Last night we partook of our weekly ritual of a bacon, sauerkraut, and anchovy pizza, and it had the predictable results – noxious emanations and a lively dream sequence. Couple those with having had to listen this past week on sports radio to the tedious minutiae of what passes for Redskins training camp, where the media hang on every throw and catch and furrow of Shanahan brow, and we had an interesting dream about what Caps training camp might be like if sports radio in these parts hung on every twitch and shrug…

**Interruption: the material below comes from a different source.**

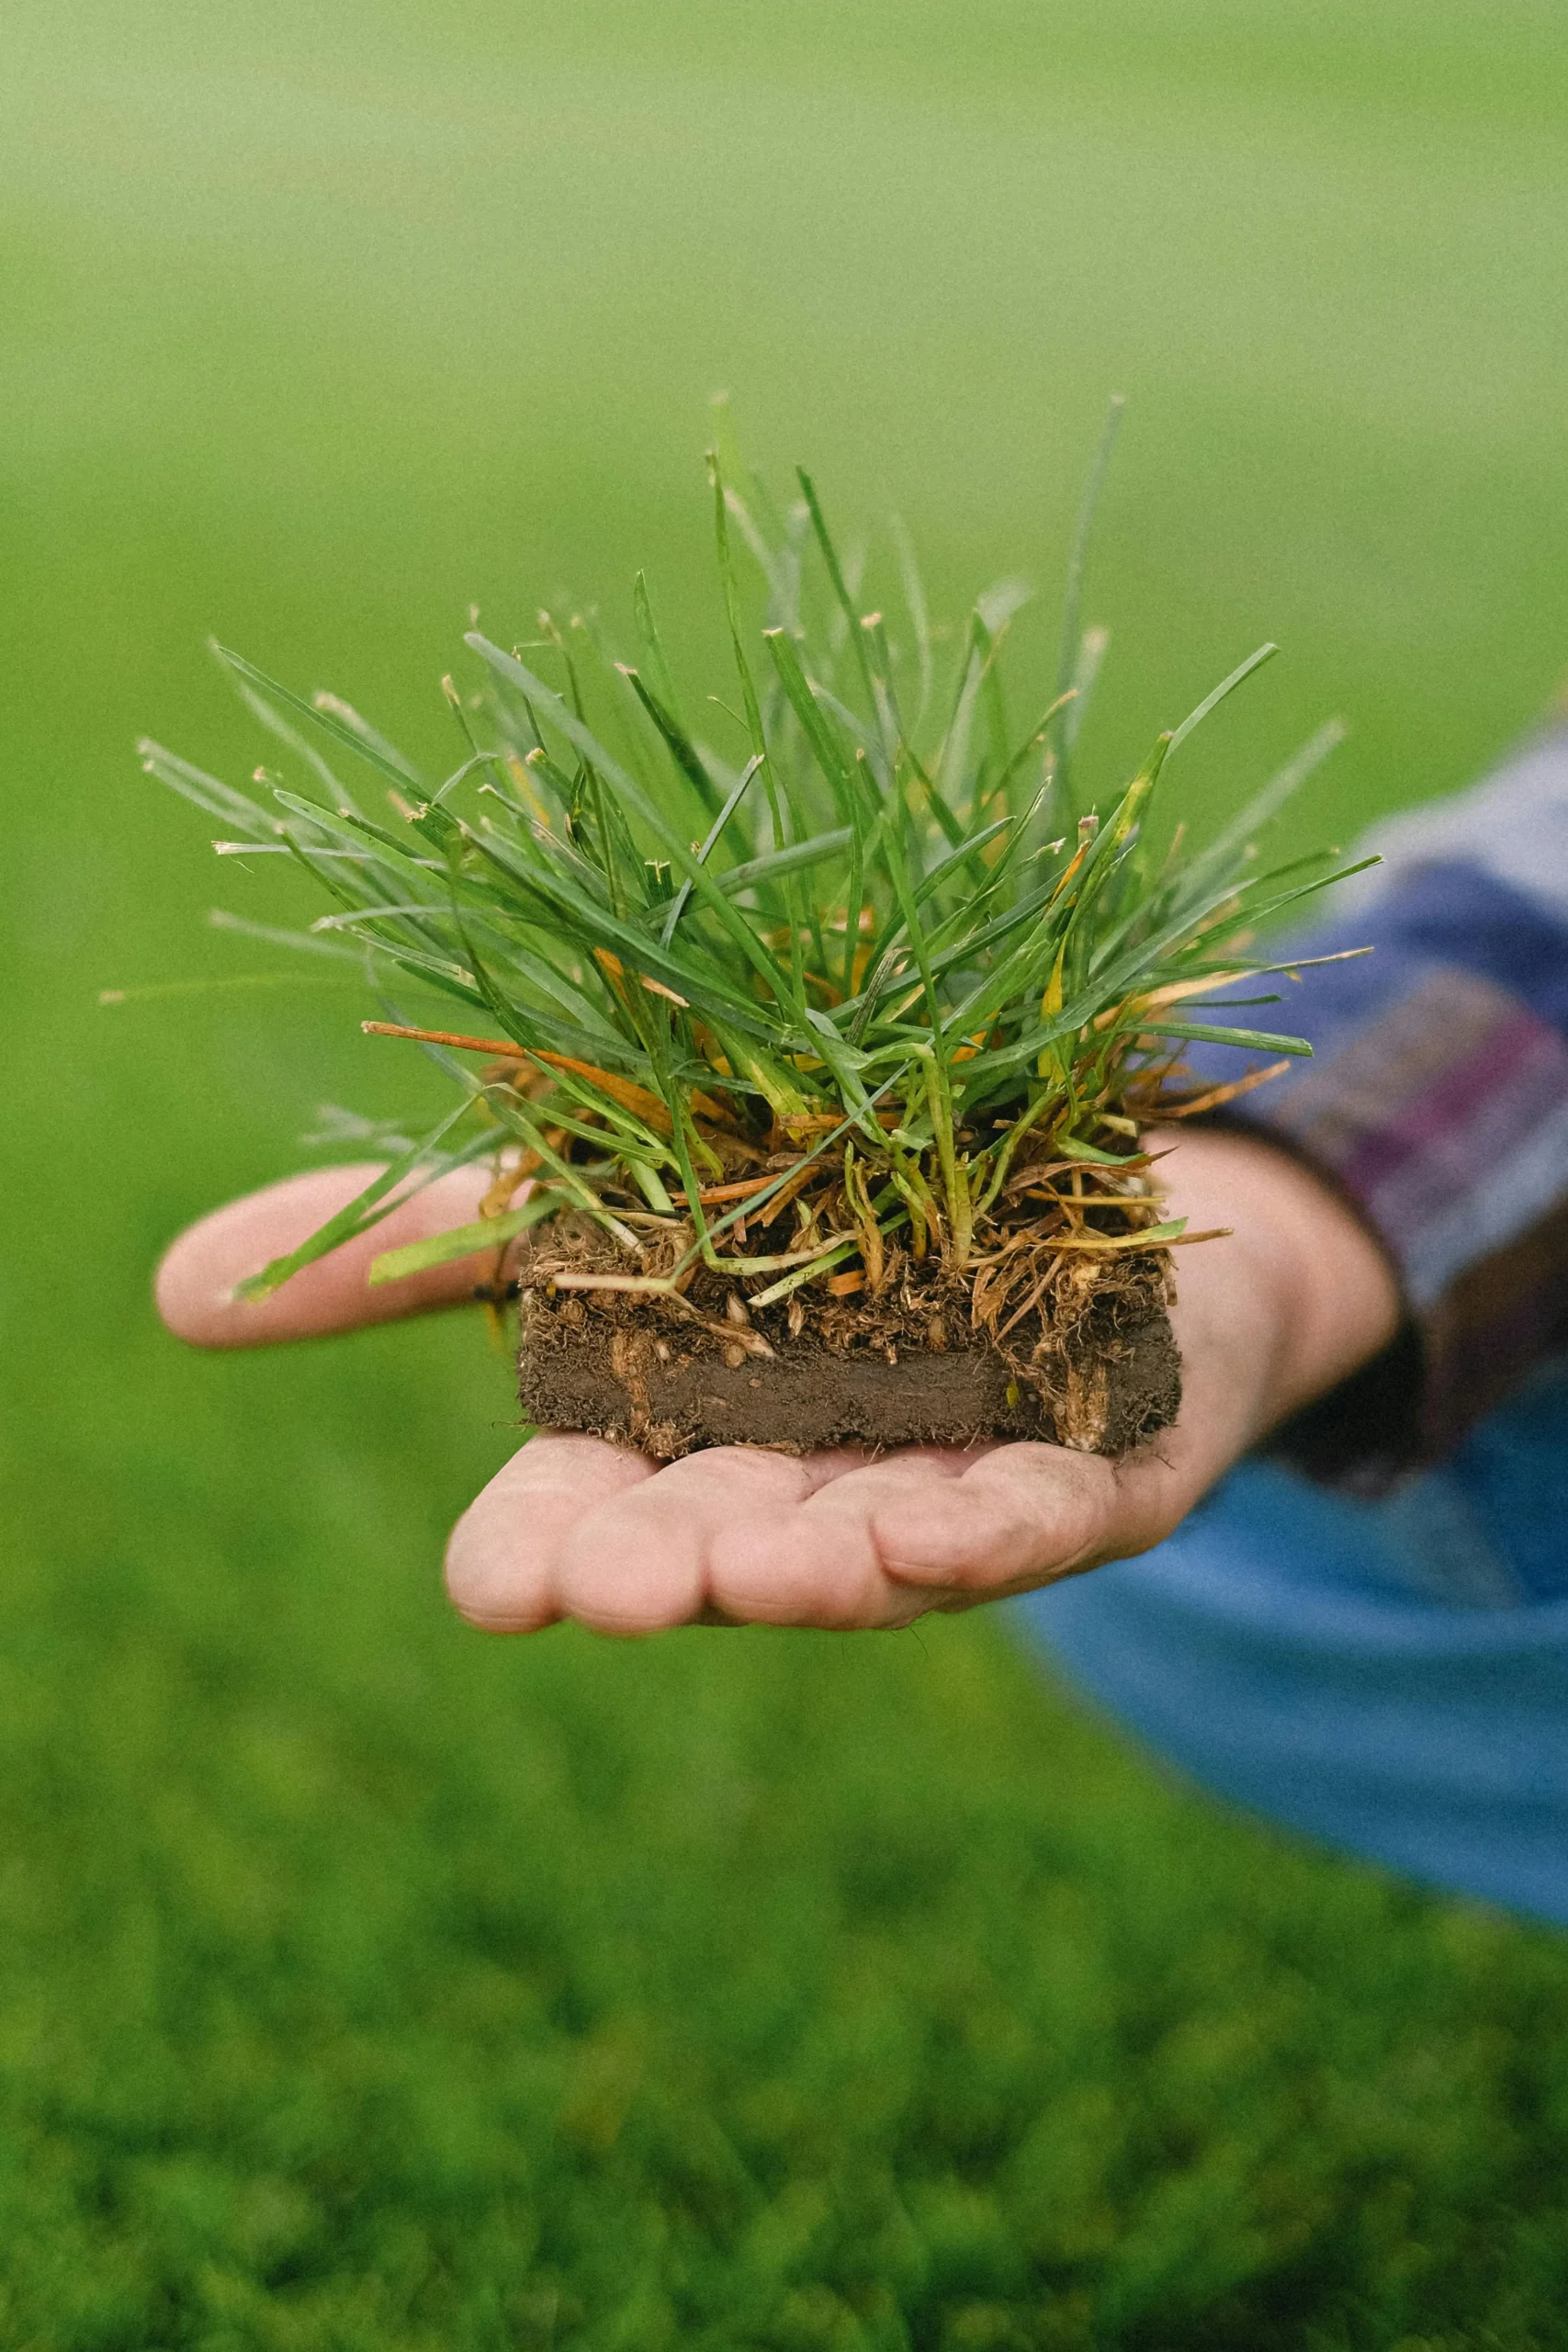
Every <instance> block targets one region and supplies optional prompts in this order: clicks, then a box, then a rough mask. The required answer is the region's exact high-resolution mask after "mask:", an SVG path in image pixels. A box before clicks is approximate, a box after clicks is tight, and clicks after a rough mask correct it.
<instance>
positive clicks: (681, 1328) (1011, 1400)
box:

Aggravating Show Host: “We’re joined now by our Caps beat reporter Ray Bock, who has been over at Kettler catching up on the Caps this week at training camp. So, what’s going on with the Caps?

Ray Bock: “Well, the Caps had a lively session this morning, and if they aren’t yet in mid-season form, they looked pretty sharp.”

Know-It-All Co-Host: “So as anyone knows, nothing the Caps do in the regular season means anything compared to the playoffs, and nothing they do this week means anything compared to the regular season, so let’s get back to which number John Beck is wearing this week for the Redskins.”

ASH: “That’s in our next segment, but Ray, how did Alex Ovechkin look?”

RB: “Ovechkin really looked on top of his game. He made a nice left turn in the corner in one drill, and he certainly had the water bottle squirt down late in the session”

KIACH: “It’s hard to believe that this is more interesting than ‘Graham or Gano, which kicker’s got to go?’”

ASH: “Uh…yeah. But Ray, what about Nicky Backstrom? Is he sharp?”

RB: “As sharp as you could expect. He did manage to complete a saucer pass to Alex Semin in the skate around before practice that looked close to mid-season form.”

KIACH: “Shouldn’t we be talking about whether Tiger Woods will ever win another golf tournament.”

ASH: “Save it for the weekend golf show…Ray, did Bruce Boudreau seem pleased with today’s practice.”

RB: “His whistle didn’t seem to be quite up to his tweeting standard, but he showed real nimbleness when he was scribbling on the white board.”

ASH: “What about the new guys...how did Jeff Halpern look?”

KIACH: “Orakpo or DeAngelo, which one will put on a show…”

RB: “I have to say, Halpern looked like he was born to wear the ‘15’ made famous by Stan Gilbertson and Mike Sitala.”

KIACH: “You know, no Capital has worn Halpern’s old number ‘11’ since Halpern left the club.”

RB: “Uh, well, that’s because ‘11’ was retired in 2008.”

KIACH: “And no one was more deserving than Jeff Halpern…”

RB: “Uh…Mike Gartner?”

ASH: “What about the other new guys…Joey Ward and Ron Hamrlik”

RB: “JOEL Ward and ROMAN Hamrlik looked in tip-top shape. Neither fell down once in today’s skate, and Ward had a real nice dump in about half way through the practice.

ASH: “I guess the last question is Alex Semin…there is a lot of talk about whether he is going to be with the Caps or if he is going to be traded. How did he look today?”

RB: “He was at his curl and draggy best…”

KIACH: “Shanahan-a-lan-a-dingdong…”

ASH: “We’ll be right back after these messages…don’t go away.”